Teaching and the struggle for justice
Review by Alpesh Maisuria
Marc Pruyn and Luis Huerta-Charles have assembled an impressive community of well-known scholars to contribute to this timely book*. Teaching Peter McLaren's work is absolutely crucial in the face of increasing mass injustice in a capitalist world where the tentacles of globalisation spread wider and wider.
This is an invigorating book that pays tribute to one of the most prolific theoreticians of the last 20 years. The locus of the essays is the struggle for justice through the contribution of McLaren's work. Aside from the theory, one of the major strengths of this book is the special attention dedicated to McLaren the human being, his personality and his character. The reader discovers that McLaren is a famous scholar but, essentially, also a gent. The book is a humbling experience in this sense.

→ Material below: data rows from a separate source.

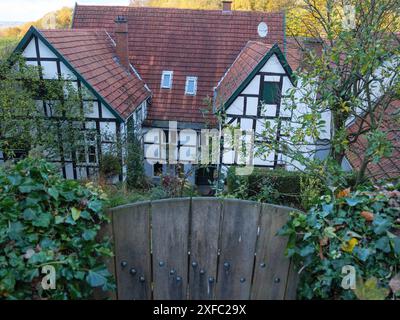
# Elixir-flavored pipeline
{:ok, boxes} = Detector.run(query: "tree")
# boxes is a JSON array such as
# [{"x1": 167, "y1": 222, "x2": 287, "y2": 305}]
[
  {"x1": 263, "y1": 0, "x2": 400, "y2": 186},
  {"x1": 0, "y1": 57, "x2": 89, "y2": 162}
]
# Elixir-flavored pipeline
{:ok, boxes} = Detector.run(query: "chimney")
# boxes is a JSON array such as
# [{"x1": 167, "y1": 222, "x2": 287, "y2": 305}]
[
  {"x1": 222, "y1": 0, "x2": 232, "y2": 13},
  {"x1": 115, "y1": 16, "x2": 129, "y2": 70}
]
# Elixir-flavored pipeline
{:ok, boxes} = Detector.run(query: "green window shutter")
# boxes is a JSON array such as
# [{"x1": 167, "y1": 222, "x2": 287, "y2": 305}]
[{"x1": 262, "y1": 82, "x2": 280, "y2": 104}]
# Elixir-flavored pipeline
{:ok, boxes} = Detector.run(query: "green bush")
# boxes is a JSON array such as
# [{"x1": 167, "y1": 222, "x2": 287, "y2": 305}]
[
  {"x1": 227, "y1": 167, "x2": 304, "y2": 207},
  {"x1": 0, "y1": 158, "x2": 114, "y2": 299},
  {"x1": 280, "y1": 186, "x2": 400, "y2": 299}
]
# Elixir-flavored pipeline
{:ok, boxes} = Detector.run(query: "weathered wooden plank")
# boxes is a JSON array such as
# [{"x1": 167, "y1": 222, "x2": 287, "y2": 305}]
[
  {"x1": 285, "y1": 261, "x2": 300, "y2": 300},
  {"x1": 151, "y1": 199, "x2": 190, "y2": 300},
  {"x1": 113, "y1": 202, "x2": 151, "y2": 300},
  {"x1": 216, "y1": 200, "x2": 260, "y2": 300},
  {"x1": 189, "y1": 198, "x2": 222, "y2": 300},
  {"x1": 251, "y1": 204, "x2": 291, "y2": 300},
  {"x1": 93, "y1": 210, "x2": 117, "y2": 300}
]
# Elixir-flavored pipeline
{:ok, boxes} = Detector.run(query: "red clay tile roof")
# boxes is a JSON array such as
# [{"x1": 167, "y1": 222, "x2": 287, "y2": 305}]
[
  {"x1": 72, "y1": 5, "x2": 284, "y2": 123},
  {"x1": 39, "y1": 30, "x2": 150, "y2": 118},
  {"x1": 215, "y1": 41, "x2": 272, "y2": 108},
  {"x1": 346, "y1": 101, "x2": 400, "y2": 180}
]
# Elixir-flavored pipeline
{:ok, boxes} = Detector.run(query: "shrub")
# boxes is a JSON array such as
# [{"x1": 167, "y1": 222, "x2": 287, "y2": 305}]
[
  {"x1": 0, "y1": 158, "x2": 114, "y2": 299},
  {"x1": 280, "y1": 186, "x2": 400, "y2": 299},
  {"x1": 100, "y1": 153, "x2": 122, "y2": 179},
  {"x1": 227, "y1": 167, "x2": 303, "y2": 206}
]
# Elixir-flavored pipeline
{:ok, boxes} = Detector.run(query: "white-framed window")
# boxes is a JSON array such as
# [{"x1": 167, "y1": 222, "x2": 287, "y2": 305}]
[
  {"x1": 185, "y1": 77, "x2": 197, "y2": 96},
  {"x1": 76, "y1": 130, "x2": 98, "y2": 165},
  {"x1": 161, "y1": 71, "x2": 174, "y2": 89}
]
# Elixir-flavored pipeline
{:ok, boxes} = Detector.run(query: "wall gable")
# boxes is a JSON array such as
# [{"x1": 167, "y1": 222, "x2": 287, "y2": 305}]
[{"x1": 224, "y1": 44, "x2": 295, "y2": 110}]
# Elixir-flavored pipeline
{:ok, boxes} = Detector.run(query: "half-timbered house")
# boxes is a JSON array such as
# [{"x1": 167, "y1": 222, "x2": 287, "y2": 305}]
[{"x1": 3, "y1": 1, "x2": 336, "y2": 184}]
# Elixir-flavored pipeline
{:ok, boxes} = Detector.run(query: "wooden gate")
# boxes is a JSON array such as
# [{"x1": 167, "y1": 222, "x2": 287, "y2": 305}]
[{"x1": 111, "y1": 198, "x2": 297, "y2": 300}]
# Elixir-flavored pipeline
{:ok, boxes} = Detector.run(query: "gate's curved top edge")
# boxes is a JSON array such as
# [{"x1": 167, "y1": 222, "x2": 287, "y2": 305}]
[{"x1": 108, "y1": 197, "x2": 301, "y2": 211}]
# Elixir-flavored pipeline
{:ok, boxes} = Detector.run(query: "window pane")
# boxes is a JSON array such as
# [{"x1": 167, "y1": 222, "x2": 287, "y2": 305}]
[{"x1": 262, "y1": 82, "x2": 280, "y2": 104}]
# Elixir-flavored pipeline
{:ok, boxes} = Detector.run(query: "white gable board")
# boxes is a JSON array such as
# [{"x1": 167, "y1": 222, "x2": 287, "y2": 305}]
[{"x1": 38, "y1": 39, "x2": 57, "y2": 59}]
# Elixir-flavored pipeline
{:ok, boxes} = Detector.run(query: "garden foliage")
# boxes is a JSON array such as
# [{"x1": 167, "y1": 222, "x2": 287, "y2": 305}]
[
  {"x1": 0, "y1": 158, "x2": 114, "y2": 299},
  {"x1": 280, "y1": 185, "x2": 400, "y2": 299}
]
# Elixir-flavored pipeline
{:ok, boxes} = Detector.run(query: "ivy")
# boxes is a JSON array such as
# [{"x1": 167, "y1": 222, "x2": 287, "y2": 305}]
[
  {"x1": 279, "y1": 185, "x2": 400, "y2": 299},
  {"x1": 0, "y1": 158, "x2": 114, "y2": 299}
]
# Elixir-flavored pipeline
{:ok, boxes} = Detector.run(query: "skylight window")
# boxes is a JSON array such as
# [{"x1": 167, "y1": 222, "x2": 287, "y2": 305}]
[
  {"x1": 161, "y1": 71, "x2": 174, "y2": 89},
  {"x1": 185, "y1": 77, "x2": 197, "y2": 96}
]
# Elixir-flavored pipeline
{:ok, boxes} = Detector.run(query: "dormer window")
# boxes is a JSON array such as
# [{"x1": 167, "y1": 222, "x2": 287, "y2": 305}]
[
  {"x1": 185, "y1": 77, "x2": 197, "y2": 96},
  {"x1": 161, "y1": 71, "x2": 174, "y2": 89}
]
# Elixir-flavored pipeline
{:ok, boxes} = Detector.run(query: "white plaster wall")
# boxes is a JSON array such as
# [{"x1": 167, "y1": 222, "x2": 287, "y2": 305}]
[{"x1": 261, "y1": 54, "x2": 285, "y2": 73}]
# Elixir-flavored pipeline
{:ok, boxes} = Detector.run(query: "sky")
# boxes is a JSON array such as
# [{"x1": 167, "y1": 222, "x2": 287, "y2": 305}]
[{"x1": 0, "y1": 0, "x2": 129, "y2": 22}]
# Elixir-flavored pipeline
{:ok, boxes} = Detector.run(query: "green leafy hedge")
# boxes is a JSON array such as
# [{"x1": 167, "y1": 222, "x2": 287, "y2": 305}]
[
  {"x1": 280, "y1": 186, "x2": 400, "y2": 299},
  {"x1": 0, "y1": 158, "x2": 114, "y2": 299}
]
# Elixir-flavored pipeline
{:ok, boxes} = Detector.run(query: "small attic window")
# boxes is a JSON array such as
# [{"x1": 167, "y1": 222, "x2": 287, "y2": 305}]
[
  {"x1": 161, "y1": 71, "x2": 174, "y2": 89},
  {"x1": 185, "y1": 77, "x2": 197, "y2": 96}
]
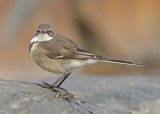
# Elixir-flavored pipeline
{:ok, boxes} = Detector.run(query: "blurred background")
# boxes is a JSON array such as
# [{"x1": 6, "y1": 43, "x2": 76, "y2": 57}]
[{"x1": 0, "y1": 0, "x2": 160, "y2": 80}]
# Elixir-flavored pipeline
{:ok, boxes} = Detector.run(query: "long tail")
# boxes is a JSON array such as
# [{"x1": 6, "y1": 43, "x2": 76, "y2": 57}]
[{"x1": 99, "y1": 58, "x2": 148, "y2": 67}]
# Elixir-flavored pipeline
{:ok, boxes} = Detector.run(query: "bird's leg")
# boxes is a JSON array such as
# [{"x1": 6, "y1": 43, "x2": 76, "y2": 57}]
[
  {"x1": 38, "y1": 73, "x2": 71, "y2": 96},
  {"x1": 54, "y1": 73, "x2": 71, "y2": 88}
]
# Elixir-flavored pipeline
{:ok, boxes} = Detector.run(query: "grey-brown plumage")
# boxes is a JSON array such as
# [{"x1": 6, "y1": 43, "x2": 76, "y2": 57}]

One of the great assets of this book is the range of contributors in terms of global area and cross-disciplinarity, who reflect the rippling influence of McLaren's work. Numerically it also boasts a composition of 16 contributors, who make up four parts entitled: Introduction and Contexts, The Arc and the Impact of McLaren's work, McLaren Across Contexts, and finally McLaren the Marxist. Collectively the authors succinctly capture McLaren's history from the counter-culture of the 1960s, his stint with postmodernism, and his evolution from critical pedagogy to revolutionary pedagogy.
The first part of the book is a personal journey through how and when people have found the McLarian pedagogic spirit. The editors, then Shirley Steinberg, and Antonia Darder open the book by warmly describing how McLaren and his work have affected, influenced and stimulated their own scholarly activity, and those who they have taught. These accounts are written with passion and the reader is unwittingly forced to think about their own journey of discovery.
In part two Roberto Bahruth, Zeus Leonardo, and Alipio Casali with Ana Maria Arjaujo Freire embark on a mission to elaborate the ways in which McLaren's work is adaptable and can be reconfigured for every context. The contributors remark that McLarian ideas are not confined by spaces or places. They are powerful because they face the challenge as posed by oppression, neo-liberalism, cruel capitalism, oppressive hegemony, and confirmative pedagogy - all of which are global viruses.
In part three, Pep Leistyne, and Marcia Moraes show us that McLaren's theories are not bound to particular contexts or a specific situation. Alicia de Alba and Marcela Gonzalalez Arenas also point out the paradoxes and counter-clarity that results from the challenge arising from what is described here as "cultural contact".
Mike Cole, Ramin Farahmandpur, Dave Hill, and Curry Matlott in the final chapter provide an analysis of the contribution that McLaren has had by consolidating critical and revolutionary pedagogy with a Marxist and socialist ideology.
This book is humorous, stimulating, and in parts highly praises McLaren and his work. By the same token the book also deals with the criticisms, especially the section entitled Criticisms from Students and the Academy. This deals frankly and openly about challenges students have in intellectually accessing and grasping McLaren's theories and concepts. The book deals with his acknowledgement of post-modern theory, which many scholars, including Cole and Hill who feature in this book, believe to be incompatible with raison d'etre of Marxism. This is an exemplar of the exhilarating arguments contained in this book.
The writing style of this book is geared to the teacher, but also to students beginning their journey into academia who will find it understandable, although in parts a dictionary of "critical thought" may be handy. It would undeniably be of benefit to be familiar with the works of Paulo Freire, Antonio Gramsci, and Karl Marx.
But this is a must read book for anyone interested in critical theory. It captures wonderfully the compelling theories and endearing personality of Peter McLaren, and the effect he has had on renowned scholars. I challenge anyone to read this book and not feel a sense of hope afterwards.